I was the lead on this product. I worked on a really minimal version of this
as part of our internal hackathon. It was pretty simple: look at the HN
Algolia API, Reddit API, and a bunch of RSS feeds to pull in news based on the
tools.

We ended up really liking the MVP and getting it out to users, who loved it.
We've added a bunch of features post-MVP, and now we're really excited to
share it publicly. I use Stack News first thing in the morning to catch up on
tutorials and news for the tools I use day to day, I really enjoy it.

The team and I are around to answer questions so fire away!

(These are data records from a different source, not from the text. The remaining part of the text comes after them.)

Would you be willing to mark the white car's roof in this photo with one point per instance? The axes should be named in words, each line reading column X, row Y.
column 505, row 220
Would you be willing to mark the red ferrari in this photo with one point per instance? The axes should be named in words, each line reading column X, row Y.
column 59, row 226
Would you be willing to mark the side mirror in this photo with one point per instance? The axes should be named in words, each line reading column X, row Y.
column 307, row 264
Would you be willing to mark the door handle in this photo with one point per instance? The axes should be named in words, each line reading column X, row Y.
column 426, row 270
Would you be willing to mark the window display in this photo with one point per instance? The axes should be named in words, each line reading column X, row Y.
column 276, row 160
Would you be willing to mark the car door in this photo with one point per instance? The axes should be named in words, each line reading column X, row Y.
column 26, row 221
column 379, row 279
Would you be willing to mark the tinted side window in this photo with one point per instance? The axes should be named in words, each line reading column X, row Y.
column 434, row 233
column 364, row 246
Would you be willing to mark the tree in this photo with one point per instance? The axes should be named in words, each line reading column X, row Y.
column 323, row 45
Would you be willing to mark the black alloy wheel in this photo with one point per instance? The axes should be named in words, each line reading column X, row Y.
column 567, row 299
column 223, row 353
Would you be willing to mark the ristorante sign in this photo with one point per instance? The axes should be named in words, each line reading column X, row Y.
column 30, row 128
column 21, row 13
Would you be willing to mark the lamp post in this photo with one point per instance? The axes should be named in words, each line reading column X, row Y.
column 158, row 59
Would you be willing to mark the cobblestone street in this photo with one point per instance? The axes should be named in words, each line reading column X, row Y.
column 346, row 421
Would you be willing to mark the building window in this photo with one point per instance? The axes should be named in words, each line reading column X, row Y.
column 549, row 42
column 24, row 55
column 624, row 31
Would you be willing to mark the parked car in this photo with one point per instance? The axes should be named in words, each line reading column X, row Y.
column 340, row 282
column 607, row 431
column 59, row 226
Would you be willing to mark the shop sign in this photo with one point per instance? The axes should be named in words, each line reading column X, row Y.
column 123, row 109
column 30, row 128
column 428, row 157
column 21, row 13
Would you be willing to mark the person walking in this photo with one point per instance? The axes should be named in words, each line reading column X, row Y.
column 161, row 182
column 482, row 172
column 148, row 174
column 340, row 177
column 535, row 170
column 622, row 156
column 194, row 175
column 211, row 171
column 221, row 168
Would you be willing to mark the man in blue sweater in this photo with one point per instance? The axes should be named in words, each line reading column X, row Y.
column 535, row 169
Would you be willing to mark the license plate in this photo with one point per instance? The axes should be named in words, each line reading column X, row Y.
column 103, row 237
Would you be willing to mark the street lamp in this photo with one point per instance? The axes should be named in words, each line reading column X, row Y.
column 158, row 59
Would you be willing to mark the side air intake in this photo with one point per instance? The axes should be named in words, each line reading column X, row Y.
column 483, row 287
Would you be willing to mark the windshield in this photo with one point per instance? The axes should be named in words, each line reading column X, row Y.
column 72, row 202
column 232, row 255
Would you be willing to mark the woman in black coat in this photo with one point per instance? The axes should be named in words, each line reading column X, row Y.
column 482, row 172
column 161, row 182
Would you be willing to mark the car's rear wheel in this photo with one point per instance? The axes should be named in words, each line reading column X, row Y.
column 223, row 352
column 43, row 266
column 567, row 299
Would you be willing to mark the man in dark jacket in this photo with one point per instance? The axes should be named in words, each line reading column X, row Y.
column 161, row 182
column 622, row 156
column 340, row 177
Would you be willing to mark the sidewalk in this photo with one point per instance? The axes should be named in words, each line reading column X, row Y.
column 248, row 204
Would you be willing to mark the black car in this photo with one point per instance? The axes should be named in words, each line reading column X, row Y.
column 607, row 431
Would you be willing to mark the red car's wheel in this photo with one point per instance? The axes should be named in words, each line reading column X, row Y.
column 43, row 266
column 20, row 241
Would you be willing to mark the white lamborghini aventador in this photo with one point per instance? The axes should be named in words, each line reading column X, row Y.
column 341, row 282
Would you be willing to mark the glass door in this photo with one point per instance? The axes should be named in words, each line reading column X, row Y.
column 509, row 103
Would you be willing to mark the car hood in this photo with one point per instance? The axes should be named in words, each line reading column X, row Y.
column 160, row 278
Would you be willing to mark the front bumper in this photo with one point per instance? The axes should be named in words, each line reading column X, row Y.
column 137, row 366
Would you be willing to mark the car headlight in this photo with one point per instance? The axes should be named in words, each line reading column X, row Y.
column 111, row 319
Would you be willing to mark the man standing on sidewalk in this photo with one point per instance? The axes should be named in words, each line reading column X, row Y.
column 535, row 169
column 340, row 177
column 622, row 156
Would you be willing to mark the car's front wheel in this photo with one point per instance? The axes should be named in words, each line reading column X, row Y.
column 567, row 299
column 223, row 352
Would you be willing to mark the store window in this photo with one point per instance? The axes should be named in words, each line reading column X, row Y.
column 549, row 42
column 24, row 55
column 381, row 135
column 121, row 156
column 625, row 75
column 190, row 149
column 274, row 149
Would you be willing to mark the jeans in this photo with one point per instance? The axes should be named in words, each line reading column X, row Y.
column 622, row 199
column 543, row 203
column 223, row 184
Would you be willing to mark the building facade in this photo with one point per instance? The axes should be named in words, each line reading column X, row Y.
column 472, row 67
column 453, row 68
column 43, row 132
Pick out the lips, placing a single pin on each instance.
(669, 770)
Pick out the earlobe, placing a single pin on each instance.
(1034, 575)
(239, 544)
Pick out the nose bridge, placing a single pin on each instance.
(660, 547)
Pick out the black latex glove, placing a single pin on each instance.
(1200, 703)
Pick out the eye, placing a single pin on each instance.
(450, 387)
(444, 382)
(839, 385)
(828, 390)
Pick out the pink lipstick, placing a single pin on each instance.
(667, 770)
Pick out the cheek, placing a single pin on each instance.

More details on why we built this:
[https://medium.com/@stackshareio/introducing-stack-news-
goog...](https://medium.com/@stackshareio/introducing-stack-news-google-
alerts-for-your-tech-stack-6d70a3a7f04d)

------
gratner
This is cool! Much easier than trolling to domain specific blogs. Gives a way
to stay on top news relevant to the stack I care about - sweeeeet!

------
jazoom
I thought about making this a year ago but I'm working on another project. I'm
glad someone made it.

------
XiZhao
Been following stackshare for a while and this is a really exciting new
update. Congrats to Yonas and the team!

------
maxyurk
I love it